While there will still be a wide array of traffic, pedestrians, cyclists and general motoring vagaries to negotiate, the neighbourhood feel of the area makes it less daunting than driving in the city centre.
With slightly fewer distractions to contend with, you are free to concentrate on the task at hand: learning to drive a car in a decidedly less frenetic area, yet with enough happening so that you feel you are still being challenged with real-life scenarios.
If you are local to the area and agree that it is an attractive area to begin driving lessons – and have done your research and chosen a driving instructor that you feel comfortable with – here are some quick general tips that can aid a learner driver on their personal road to motoring independence.
Firstly, remember what you can’t see: it’s vital that you check your blind spot over your right/left shoulder when moving off, to ensure ultimate safety for yourself and other road users.
Secondly, when approaching any type of hazard in the road, there is a sequence of checks to remember to complete: mirror (look to see how your movements will affect those behind you), signal (let others know what you intend to do), and manoeuvre (complete the necessary action, if you determine it is safe to do so).

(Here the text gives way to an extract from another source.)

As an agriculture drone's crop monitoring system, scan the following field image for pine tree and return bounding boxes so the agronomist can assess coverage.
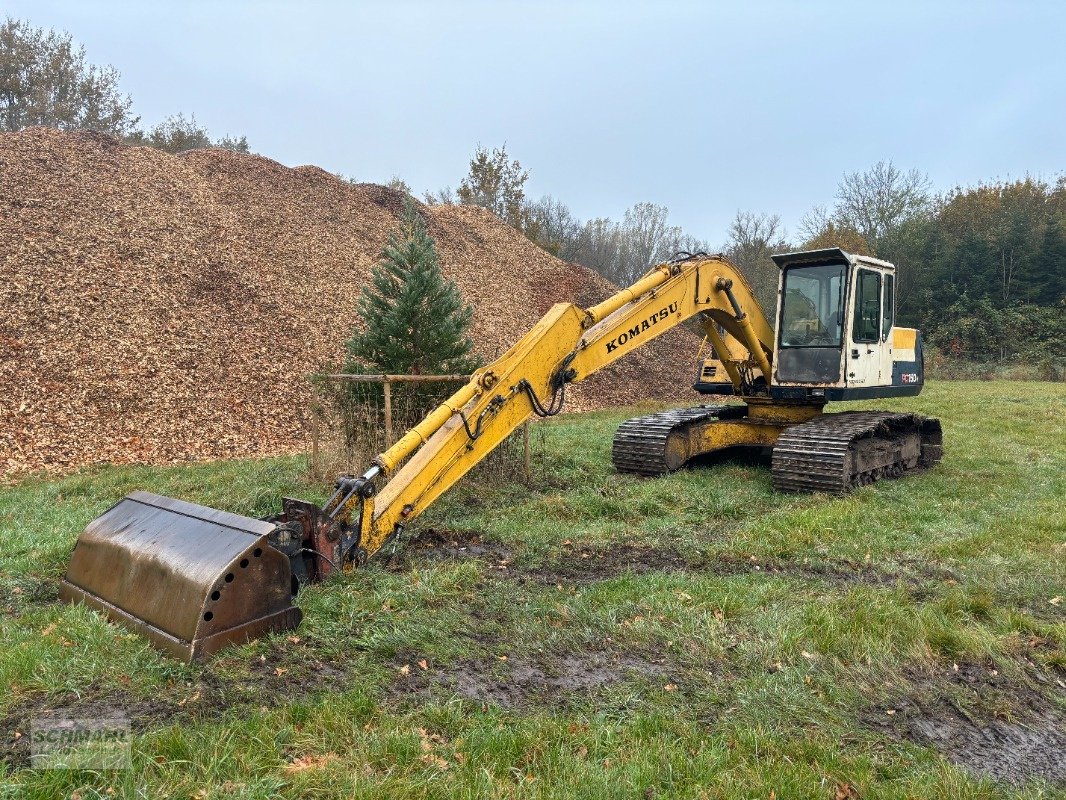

Finally, there is an aspect of driving that is critical when getting behind the wheel, and this will assist a new driver to become acquainted with the road: anticipation (e.g. learning to ‘read’ the road).
Look well-ahead and gather as much information as possible so that you can react accordingly. This will also help you to feel in control, and consequently relax (and perhaps enjoy the scenery!) during what can be a rather nerve-racking experience.